Berlin ist sexy – und wird auch wirtschaftlich immer attraktiver. Holzminden ist – immerhin seit 2003 offiziell die „Stadt der Düfte und Aromen“. Während es viele Unternehmer in die Hauptstadt treibt, gerade weil sie mit der Marke Berlin bei ihren Kunden punkten können, hat sich Carolin Grünig dagegen entschieden.

Vor etwa zehn Jahren hat sie Berlin den Rücken gekehrt und ist in die niedersächsische Kleinstadt gezogen, um dort zu leben und zu arbeiten. Stadtflucht als Karrierekiller? Keineswegs, sagt die Mutter von zwei Kindern und die Geschäftsführerin der kleinen Personalberatung „Movendo Consulting“.

Rotary nur für Männer

„Die Provinz ist auf jeden Fall ein gutes Smalltalk-Thema“, sagt Carolin Grünig und fügt hinzu, „Wenn sich jemand über die schlechte Autobahnanbindung lustig macht, stelle ich die Gate-Frage!“ Rechne man die Zeit vom Schritt aus der Haustür rein ins Flugzeug, sei sie nämlich schneller als die meisten anderen, so klein sei der Flughafen Paderborn und so kurz die Wege bis zum Gate. „Die Zeit, die ich in Berlin im Stau verbringen würde, verbringe ich jetzt auf der Strecke. Letztlich kommen einfach mehr Kilometer hinten raus“, sagt Grünig.

Sie hat zuvor bei Kienbaum in Berlin gearbeitet und dann ihre eigene Personalberatung aufgebaut, deren Arbeit auf dem Konzept des systemischen Denkens fußt. Sie hilft ihren Kunden bei der Umsetzung großer Change-Projekte, Führungskräfteprogramme oder Workshops, mit denen Ideen Leben eingehaucht und in die DNA des Unternehmens implementiert werden sollen. Auch aus der Provinz agiert sie erfolgreich in den Metropolen: Movendo hat Kunden in Berlin, München und Zürich bis hin zu deren Dependancen in Argentinien.

Erste Zweifel: Kreative Ideen aus der Provinz?

Letztlich sind es auch die modernen Medien, die die Standortfrage immer nebensächlicher werden lassen: Grünig und ihre Kollegen begleiten ihre Kunden nicht nur vor Ort, sondern auch über virtuelle Meetings, telefonisch oder auch mithilfe von mymovendo, einer virtuellen Lernplattform.

Die Entscheidung für Holzminden war für Carolin Grünig die richtige, aber auch sie hatte am Anfang ihre Bedenken: Die Berliner Get-Togethers waren weit weg, an ein Netzwerken im örtlichen Rotarier-Club war nicht zu denken, denn der nimmt nur Männer in seine Reihen auf. Freunde sagten: „Mach Dir doch jetzt nicht alles kaputt.“ Grünig selbst zweifelte: „Können in der Provinz kreative Ideen geboren werden? Kann ich dort gute Mitarbeiter finden?“

Es war möglich. 15 Menschen arbeiten heute für Movendo Consulting: „Zu uns kommen die tollen Leute, vielleicht gerade weil es hier nicht so viele interessante Arbeitgeber gibt. In Berlin müssten wir mit den großen Personalberatungen um die Mitarbeiter konkurrieren.“ Nur dass die großen Hochschulen, bei denen sie Praktikanten und Nachwuchs akquirieren könnte, so weit entfernt sind, sei ein Nachteil.

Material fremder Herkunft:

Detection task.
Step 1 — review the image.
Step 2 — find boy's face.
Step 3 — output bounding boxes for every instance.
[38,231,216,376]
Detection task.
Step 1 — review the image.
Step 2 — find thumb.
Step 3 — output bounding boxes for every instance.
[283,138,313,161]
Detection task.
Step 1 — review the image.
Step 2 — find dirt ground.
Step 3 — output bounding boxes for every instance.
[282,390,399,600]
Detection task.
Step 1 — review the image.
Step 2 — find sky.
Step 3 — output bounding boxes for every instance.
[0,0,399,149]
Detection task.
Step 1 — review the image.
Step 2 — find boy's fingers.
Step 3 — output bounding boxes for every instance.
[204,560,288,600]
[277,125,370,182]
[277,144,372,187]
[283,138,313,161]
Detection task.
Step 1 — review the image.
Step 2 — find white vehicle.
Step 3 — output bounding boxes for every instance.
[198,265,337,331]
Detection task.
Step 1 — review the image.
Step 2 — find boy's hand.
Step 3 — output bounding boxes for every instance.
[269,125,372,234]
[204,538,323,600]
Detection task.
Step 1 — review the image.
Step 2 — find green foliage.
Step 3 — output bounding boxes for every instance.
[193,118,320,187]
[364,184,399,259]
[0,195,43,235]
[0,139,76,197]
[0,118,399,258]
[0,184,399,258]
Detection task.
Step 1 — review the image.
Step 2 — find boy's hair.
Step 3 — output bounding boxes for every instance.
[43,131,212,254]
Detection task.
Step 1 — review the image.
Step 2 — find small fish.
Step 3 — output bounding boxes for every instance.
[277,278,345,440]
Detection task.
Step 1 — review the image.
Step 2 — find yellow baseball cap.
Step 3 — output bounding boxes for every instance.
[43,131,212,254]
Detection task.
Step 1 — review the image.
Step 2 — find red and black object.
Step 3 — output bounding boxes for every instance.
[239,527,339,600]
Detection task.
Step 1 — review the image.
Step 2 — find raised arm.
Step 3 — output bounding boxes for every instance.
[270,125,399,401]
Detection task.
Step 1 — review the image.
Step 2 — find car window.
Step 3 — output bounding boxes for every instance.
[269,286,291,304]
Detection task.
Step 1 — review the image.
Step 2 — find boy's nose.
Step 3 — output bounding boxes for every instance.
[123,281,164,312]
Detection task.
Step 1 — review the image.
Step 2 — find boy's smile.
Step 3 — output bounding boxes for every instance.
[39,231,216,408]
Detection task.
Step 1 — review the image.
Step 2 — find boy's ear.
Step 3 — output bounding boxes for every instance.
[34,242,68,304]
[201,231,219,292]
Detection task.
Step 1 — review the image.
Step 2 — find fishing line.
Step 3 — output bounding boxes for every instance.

Grüne Müllabfuhr aus Neustadt/Dosse

Genau diese große Nähe zu Universitäten und Forschungseinrichtungen ist es, die Stephan von Schwander so schätzt. Er ist Geschäftsführer bei Hüffermann Transportsysteme, einem Unternehmen, das seinen Verwaltungssitz und die Produktionsstätten in Neustadt/Dosse hat – etwa 100 Kilometer nordwestlich von Berlin. Gemeinsam mit dem Fraunhofer Institut für Produktionsanlagen und Konstruktionstechnik, der Stadtentsorgung Potsdam, den Berliner Stadtreinigungsbetrieben (BSR) und der Abfallwirtschafts-Union Oberhavel erforscht sein Unternehmen gerade umweltfreundliche elektrische Antriebskonzepte für die Müllentsorgung.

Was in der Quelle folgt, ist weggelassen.